2. Pour the mixture into a baking tray. Sponge cake should be approx. 1 cm thick.
3. Pre-heat the oven to 200 C. Bake the cake for 10-13 minutes until cake starts to turn gold.
4. When the sponge cake is ready, remove it immediately from the oven. Otherwise it will start to dry too much. Move it to the kitchen towel sprinkled with some powder sugar. Cover it with another kitchen towel but make sure it is damp.
5. Now we will prepare the poppyseed filling, unless you have the canned one so you can directly move to step 7.

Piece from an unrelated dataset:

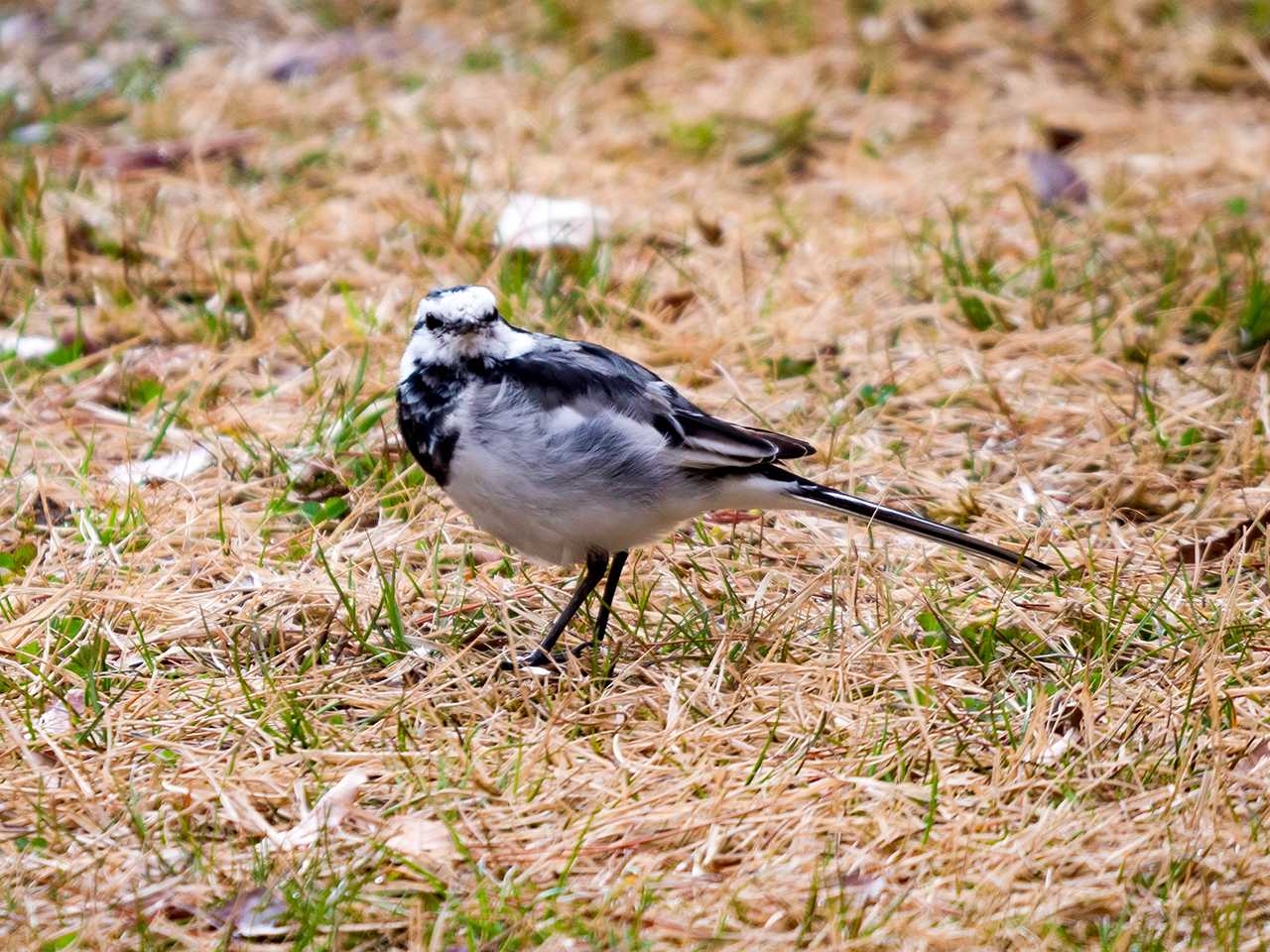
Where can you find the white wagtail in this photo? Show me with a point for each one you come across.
(572, 453)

6. Walsh the poppyseed. Move to the pot, pour enough water to cover entire poppyseed and cook for 30-35 minutes. Clean the raisins, add dark rum and leave aside to soak a bit. Ready poppyseed must be filtered first. Now we have to mill it three times at least. Mix milled poppyseed with sugar, honey, cocoa powder and beaten egg whites. Melt the butter on a large skillet and add poppyseed. Cook, stirring for 5-10 minutes. Now, almost ready poppyseed filling mix with the raisins and all remaining rum, diced candid orange and lemon rind, almonds and ground walnuts. Leave it aside to chill a bit. Your filling is ready now.
7. Remove the damp kitchen towel from the sponge cake and paste the poppyseed filling on the cake. Roll the cake using the kitchen towel which is under the cake. Wrap in kitchen foil and leave to cool down in a fridge for 1 hour.
8. Before serving glaze with frosting or chocolate and sprinkle with desired topping.